The Physical Footprint of Expansion

The deepest layers — energy and physical infrastructure — are the safest Jevons bets. They benefit from AI demand expansion regardless of which models, chips, or companies win. You don't need to know whether GPT-7 or Claude 6 is the better model to know that both of them will need electricity, transformers, cooling, and grid capacity.

The further up the stack you go, the more you're picking winners rather than betting on expansion. Custom silicon is a strong middle ground — the GPU-to-ASIC transition is structural, and the companies positioned on the right side of it have visible demand. But the application tier is where the uncertainty concentrates, and that's where most retail investors focus their attention.

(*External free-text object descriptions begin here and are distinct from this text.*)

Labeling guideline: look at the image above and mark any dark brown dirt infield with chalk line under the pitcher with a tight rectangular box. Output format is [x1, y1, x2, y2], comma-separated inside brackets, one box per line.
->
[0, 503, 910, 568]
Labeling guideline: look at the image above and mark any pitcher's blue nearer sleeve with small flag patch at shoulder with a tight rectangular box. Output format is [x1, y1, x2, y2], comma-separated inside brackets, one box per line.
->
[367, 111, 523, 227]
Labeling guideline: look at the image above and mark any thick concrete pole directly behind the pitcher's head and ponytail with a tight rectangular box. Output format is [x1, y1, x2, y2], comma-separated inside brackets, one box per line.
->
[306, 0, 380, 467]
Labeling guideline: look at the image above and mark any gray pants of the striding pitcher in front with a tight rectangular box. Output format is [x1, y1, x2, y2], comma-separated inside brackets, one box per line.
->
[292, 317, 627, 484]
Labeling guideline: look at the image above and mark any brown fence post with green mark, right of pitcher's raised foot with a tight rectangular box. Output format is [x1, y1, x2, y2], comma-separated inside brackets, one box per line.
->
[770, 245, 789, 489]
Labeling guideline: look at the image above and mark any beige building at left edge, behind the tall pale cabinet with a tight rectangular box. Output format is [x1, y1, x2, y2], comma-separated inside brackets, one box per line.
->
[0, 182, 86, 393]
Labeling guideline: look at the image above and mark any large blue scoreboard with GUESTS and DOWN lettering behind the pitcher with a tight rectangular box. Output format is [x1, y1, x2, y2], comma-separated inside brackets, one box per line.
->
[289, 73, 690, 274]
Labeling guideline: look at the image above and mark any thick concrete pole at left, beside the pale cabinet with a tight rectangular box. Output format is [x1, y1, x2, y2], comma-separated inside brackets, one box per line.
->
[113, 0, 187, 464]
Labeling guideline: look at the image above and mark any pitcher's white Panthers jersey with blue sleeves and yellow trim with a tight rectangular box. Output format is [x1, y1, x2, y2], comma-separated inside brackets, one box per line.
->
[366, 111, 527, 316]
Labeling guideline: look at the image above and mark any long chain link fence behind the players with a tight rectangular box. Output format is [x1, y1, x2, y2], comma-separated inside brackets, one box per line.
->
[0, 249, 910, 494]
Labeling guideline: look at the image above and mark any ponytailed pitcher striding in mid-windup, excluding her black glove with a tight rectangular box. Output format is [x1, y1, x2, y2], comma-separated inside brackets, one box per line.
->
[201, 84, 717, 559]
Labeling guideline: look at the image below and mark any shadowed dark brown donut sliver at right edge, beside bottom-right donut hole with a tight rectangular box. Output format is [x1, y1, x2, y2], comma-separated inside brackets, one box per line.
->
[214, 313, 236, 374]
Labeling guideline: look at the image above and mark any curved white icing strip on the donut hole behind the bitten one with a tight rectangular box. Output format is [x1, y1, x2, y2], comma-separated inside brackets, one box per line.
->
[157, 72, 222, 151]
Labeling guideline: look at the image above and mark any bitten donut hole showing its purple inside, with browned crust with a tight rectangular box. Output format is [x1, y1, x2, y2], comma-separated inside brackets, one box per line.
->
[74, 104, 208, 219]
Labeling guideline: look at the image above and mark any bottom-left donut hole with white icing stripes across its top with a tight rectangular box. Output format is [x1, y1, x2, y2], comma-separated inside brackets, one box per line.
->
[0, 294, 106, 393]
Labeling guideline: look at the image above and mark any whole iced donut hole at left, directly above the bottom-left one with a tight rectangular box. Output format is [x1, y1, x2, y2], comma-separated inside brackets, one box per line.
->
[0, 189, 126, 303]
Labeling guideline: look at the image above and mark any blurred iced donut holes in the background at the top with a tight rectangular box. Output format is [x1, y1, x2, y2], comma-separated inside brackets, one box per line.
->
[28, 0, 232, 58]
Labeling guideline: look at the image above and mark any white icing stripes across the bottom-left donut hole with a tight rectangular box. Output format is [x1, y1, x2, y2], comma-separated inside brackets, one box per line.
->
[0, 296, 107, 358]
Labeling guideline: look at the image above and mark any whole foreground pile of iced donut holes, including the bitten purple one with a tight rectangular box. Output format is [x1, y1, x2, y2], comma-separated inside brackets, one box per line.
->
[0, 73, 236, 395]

The expansion has a physical footprint. Every token generated requires electricity. Every data center requires grid interconnection. Every custom ASIC requires a fab slot. Every cooling system requires water. The Jevons expansion, if it plays out as the framework predicts, will be visible not in stock prices or earnings calls but in the physical world — in power generation capacity, in transformer lead times, in grid interconnection queues, in cooling system orders.

Jevons won't announce itself. It never does. It shows up in electricity bills, in transformer backorders, in cooling system lead times, in the quiet scramble to secure power purchase agreements years in advance. The signal isn't in what people say about AI. It's in what they're building to support it.